As an example, the heating configuration

<events>
      <event magnitude="1e-5" rise_start="0.0" rise_end="0.0" decay_start="1000.0" decay_end="1000.0"/>
      <event magnitude="0.05" rise_start="1000.0" rise_end="1050.0" decay_start="1050.0" decay_end="1100.0"/>
</events>

with a total simulation time of 9000 s produces the following electron temperature and density profiles,

Notice how at late times, the temperature and density fall below their initial values because there is no background heating to support them at equilibrium.

Let me know if you have any questions about this. I actually don't think the failure for 0 background heating is a bug per se (other than the fixed-step solver not raising an error for NaN).

[jwreep]

Thanks! It looks like this solves the issue for my purposes.

In general, do you think it would be worth adding a line like this?

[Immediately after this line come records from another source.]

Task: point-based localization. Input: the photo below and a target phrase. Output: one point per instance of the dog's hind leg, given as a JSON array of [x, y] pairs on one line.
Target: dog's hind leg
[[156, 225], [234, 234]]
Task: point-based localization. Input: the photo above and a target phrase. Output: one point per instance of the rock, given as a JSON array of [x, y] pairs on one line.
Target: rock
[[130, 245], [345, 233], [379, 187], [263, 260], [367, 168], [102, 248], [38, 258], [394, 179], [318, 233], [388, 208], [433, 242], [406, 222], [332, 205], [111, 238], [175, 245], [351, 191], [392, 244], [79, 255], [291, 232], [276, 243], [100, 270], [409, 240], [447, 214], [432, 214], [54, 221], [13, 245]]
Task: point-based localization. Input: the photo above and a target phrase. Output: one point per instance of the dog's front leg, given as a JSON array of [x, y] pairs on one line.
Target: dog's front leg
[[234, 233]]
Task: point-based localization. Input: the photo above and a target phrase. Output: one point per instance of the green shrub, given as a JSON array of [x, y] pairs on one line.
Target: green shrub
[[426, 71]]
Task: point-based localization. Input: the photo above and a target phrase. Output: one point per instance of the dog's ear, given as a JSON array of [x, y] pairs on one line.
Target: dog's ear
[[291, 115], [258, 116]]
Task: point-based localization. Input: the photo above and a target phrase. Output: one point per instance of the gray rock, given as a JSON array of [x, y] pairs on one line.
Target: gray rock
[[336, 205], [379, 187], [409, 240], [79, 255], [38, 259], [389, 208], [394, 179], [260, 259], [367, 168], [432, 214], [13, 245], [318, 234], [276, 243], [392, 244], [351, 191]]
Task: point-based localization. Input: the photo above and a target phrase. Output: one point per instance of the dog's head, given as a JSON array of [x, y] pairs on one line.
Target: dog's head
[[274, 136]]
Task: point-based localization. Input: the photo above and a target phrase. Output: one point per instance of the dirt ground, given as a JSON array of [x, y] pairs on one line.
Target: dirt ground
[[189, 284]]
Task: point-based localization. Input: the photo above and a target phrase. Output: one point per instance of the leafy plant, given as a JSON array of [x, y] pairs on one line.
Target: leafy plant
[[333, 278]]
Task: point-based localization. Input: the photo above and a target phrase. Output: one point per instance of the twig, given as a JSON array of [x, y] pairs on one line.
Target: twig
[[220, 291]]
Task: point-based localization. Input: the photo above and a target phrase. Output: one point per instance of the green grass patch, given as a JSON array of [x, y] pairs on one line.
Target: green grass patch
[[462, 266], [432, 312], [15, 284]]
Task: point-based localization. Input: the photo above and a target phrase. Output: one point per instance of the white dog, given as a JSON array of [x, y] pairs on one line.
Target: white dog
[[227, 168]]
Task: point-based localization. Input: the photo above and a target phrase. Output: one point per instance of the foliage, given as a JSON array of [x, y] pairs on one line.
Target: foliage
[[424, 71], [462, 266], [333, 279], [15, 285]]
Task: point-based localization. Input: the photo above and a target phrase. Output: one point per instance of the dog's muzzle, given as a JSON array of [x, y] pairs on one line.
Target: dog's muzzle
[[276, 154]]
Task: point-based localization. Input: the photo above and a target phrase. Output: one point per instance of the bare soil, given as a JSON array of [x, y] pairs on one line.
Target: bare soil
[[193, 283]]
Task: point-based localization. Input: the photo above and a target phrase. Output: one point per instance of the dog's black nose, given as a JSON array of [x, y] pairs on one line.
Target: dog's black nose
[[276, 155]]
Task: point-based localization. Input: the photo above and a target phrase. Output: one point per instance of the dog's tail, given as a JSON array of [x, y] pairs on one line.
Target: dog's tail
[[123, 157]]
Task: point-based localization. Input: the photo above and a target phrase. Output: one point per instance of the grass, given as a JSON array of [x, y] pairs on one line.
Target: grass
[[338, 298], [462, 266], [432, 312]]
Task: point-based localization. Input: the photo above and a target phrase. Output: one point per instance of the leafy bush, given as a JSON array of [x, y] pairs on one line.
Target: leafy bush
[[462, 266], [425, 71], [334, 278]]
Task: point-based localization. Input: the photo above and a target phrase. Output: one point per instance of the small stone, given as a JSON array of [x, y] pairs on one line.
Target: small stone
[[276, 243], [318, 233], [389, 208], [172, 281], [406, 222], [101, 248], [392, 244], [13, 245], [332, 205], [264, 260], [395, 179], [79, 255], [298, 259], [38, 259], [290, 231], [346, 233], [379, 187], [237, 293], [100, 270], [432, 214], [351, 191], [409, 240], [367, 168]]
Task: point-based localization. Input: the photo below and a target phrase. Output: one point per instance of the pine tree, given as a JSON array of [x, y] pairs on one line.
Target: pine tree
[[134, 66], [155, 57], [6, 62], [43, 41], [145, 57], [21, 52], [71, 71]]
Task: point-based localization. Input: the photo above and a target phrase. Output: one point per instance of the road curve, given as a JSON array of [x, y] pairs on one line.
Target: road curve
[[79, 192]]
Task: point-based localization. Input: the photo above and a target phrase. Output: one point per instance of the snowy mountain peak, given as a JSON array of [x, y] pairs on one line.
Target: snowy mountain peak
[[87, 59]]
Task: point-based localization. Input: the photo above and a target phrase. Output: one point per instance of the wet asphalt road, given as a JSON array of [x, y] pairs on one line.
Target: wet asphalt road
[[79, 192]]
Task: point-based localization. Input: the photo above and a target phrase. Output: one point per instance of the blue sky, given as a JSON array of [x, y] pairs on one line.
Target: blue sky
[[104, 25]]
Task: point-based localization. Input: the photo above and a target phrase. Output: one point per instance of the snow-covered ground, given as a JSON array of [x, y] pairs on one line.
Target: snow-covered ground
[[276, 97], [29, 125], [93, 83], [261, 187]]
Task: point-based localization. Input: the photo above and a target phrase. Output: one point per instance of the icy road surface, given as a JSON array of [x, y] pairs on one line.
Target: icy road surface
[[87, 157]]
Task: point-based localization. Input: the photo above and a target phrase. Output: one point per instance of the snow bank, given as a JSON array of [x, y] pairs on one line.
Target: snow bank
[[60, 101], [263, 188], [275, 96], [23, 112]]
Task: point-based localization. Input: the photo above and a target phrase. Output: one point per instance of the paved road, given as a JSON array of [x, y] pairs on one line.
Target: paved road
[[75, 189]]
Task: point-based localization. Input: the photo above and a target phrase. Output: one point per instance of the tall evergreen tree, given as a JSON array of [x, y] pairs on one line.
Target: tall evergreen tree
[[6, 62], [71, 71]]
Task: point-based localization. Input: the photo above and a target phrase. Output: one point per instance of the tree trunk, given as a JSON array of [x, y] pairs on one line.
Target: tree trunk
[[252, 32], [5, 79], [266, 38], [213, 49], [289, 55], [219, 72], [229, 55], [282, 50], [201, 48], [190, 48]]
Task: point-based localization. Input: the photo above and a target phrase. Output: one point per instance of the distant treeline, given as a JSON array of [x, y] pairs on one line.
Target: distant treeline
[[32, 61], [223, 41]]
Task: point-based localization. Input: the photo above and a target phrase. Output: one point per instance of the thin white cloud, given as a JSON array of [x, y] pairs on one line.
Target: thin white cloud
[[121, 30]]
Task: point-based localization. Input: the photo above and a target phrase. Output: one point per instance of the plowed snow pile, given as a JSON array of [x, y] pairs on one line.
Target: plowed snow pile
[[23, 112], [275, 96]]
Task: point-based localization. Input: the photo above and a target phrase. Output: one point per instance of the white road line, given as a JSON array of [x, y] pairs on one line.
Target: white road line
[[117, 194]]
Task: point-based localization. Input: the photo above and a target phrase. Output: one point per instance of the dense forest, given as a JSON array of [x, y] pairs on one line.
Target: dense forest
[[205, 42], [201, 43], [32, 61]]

double heat = heater->Get_Heating(0.0); if( heat < SMALL_THRESHOLD) heat = DEFAULT_NONZERO_VALUE;

It would have the advantage of preventing crashes due to user error, but it has the drawback of defining some default profile. My guess is that most of the time, there would be a background heating, so this might not be a problem anyway.

[wtbarnes]

I sort of prefer the idea of explicitly (and loudly) failing rather than silently adding some background heating. I think that could be potentially confusing. At least with a crash, you know there is a problem and can fix it.

That being said, there probably should be some sort of warning (or error) if the heating at t=0 is not properly configured. Or at the very least, a note in the docs.

[wtbarnes]

Thanks for reporting this @jwreep! It's brought up two other important issues.